The general impression of Apple Computer Inc., (our image) is the combined result of everything the customer sees, hears, or feels from Apple, not necessarily what Apple actually is! We may have the best product, the highest quality, the most useful software etc., if we present them in a slipshod manner, they will be perceived as slipshod, if we present them in a creative, professional manner, we will impute the desired qualities.
ACM Dec. ‘79
Armas Clifford Markkula wrote the Apple marketing blueprint and it’s beautiful in its clarity and simplicity. I love how the philosophy leads with empathy. It is all about connecting with humans—we have to do that before we can impress anyone or sell them a thing.
How did Markkula know these things and end up making it a centerpiece of his work at Apple? According to the Computer History Museum, Markkula always considered ethics in business to be of paramount concern. He brought those ideas to Apple, and years later he helped fund the establishment of the Markkula Center for Applied Ethics at Santa Clara University. Today it is the largest ethics center in the world.
Ethics? Empathy? Yes and yes again. The bottom line is it pays to be a humanist at heart. Until we care about the people in our audience and spend the time to truly get to know them, we won’t understand what moves them.

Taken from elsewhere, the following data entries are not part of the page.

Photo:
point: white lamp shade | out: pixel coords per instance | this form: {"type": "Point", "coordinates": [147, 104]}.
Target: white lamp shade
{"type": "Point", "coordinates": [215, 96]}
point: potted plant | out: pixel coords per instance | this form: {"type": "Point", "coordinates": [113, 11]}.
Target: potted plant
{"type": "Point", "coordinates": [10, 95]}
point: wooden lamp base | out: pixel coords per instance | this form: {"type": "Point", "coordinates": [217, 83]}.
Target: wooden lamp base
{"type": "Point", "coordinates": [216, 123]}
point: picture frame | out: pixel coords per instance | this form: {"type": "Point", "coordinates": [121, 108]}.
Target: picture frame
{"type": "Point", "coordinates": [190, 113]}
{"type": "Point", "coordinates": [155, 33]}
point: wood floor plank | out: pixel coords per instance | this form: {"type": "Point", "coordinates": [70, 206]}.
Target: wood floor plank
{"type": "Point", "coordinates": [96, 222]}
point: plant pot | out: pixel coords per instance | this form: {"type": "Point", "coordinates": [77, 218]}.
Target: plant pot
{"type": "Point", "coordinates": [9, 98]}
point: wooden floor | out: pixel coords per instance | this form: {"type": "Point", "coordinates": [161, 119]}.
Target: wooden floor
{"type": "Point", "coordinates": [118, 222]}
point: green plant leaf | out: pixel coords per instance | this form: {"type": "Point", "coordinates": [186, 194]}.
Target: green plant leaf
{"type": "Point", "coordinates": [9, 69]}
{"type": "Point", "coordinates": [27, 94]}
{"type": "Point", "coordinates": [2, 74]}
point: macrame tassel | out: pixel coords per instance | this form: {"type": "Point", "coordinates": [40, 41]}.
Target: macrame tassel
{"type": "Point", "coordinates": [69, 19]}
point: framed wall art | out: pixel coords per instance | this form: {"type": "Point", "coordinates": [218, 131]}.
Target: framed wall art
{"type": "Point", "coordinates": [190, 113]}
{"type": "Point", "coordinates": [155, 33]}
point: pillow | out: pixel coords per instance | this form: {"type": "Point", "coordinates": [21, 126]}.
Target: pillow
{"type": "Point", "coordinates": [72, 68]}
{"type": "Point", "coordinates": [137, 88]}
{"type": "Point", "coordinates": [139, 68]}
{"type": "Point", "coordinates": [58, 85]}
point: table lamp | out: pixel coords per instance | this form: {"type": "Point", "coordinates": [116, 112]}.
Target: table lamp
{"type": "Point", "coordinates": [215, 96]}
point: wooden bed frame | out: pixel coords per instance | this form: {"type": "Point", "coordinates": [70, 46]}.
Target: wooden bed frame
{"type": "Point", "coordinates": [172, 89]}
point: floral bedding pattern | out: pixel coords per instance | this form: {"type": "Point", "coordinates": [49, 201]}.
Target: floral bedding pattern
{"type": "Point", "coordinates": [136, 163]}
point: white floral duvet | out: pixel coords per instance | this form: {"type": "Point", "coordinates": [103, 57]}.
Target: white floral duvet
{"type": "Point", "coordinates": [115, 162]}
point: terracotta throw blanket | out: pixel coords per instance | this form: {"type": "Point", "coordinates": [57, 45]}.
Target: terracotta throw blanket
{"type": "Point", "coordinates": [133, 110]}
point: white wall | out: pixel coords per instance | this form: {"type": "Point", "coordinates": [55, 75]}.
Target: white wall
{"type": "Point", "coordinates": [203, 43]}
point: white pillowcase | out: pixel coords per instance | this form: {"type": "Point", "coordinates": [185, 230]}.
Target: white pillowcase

Markkula’s second pillar—the need for rigorous focus and making hard choices—is the essence of strategy, yet few companies practice it with any rigor, or to use his language, too few of us “religiously stick to our plans.”
His third pillar is the easiest one to make happen. To “impute” brand value simply requires an investment in brand guidelines and the deeply held belief that every touchpoint matters, including “brochures, manuals, and other collateral.”
To sum up, we can learn from Apple and begin to incorporate parts, if not all, of their sage advice. Care more is the company’s fundamental lesson. Care more about people, more about processes and systems, and more about every little detail. That’s acting like Apple and that’s also why so few companies ever take a page from this winner’s book. It’s too hard to care that much.
Seriously. The problem with caring deeply and acting meticulously is it typically takes more time and money. You don’t “advertise like a successful company” without spending top dollar on the best talent and taking the time to consider all their wild ideas. Caring deeply is also an added pressure on the team to always perform at the highest level (and thus an added pressure on management to properly support the team). Therefore, it’s an exceptional thing to do, to truly care.